# Welding Table is done!



## rbertalotto (Dec 9, 2020)

Here is a short "Walk Around" video on my web site

http://rvbprecision.com/

No sure how I got along all these years without it!


----------



## pontiac428 (Dec 9, 2020)

Who made the bolt action receiver marked "Poulsbo, WA" on your home page slide show?


----------



## rbertalotto (Dec 9, 2020)

> Who made the bolt action receiver marked "Poulsbo, WA" on your home page slide show?



Nieska Bay........The fellow that made them was a Boeing Engineer. He sold the company a few years ago and after his non-compete he started another company called "Harrison... " I believe.
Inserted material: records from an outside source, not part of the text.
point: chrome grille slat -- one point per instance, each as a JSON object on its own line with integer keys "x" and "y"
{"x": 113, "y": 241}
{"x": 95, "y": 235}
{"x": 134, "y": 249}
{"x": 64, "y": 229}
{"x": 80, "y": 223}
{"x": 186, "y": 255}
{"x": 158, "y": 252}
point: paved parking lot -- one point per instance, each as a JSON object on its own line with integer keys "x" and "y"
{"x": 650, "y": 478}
That action is totally cut with EDM......Zero stress to the metal and incredible tolerances. Nothing like it in the world. That rifle in the picture hit 36 chicken eggs in a row at 300 yards with three different shooters! One of the shooters had never shot a rifle like this. And she hit ten in a row!


----------



## pontiac428 (Dec 9, 2020)

Thank you for that!


----------



## GunsOfNavarone (Dec 9, 2020)

I have looked at weldingtables.com and certaflat.com along with others. Welding tables are just so damn expensive. I have a pretty decent setup now, but at some point I'm going to buy a certaflat top and build my own lower. That's the only affordable route for me. Yours came out very nice and you were smart giving it a more varied purpose. When space (and cash) are limited, you have to think outside the box!
Nice work!


----------



## rbertalotto (Dec 9, 2020)

This table and leg set was a great value. Not sure how I would have cut all those holes. Loving it so far!


----------



## GunsOfNavarone (Dec 9, 2020)

No way to do a table top well in house, but this....CertaFlat Top would give a good table top to build off of. Again, this is my cheap @ss way to do it.


----------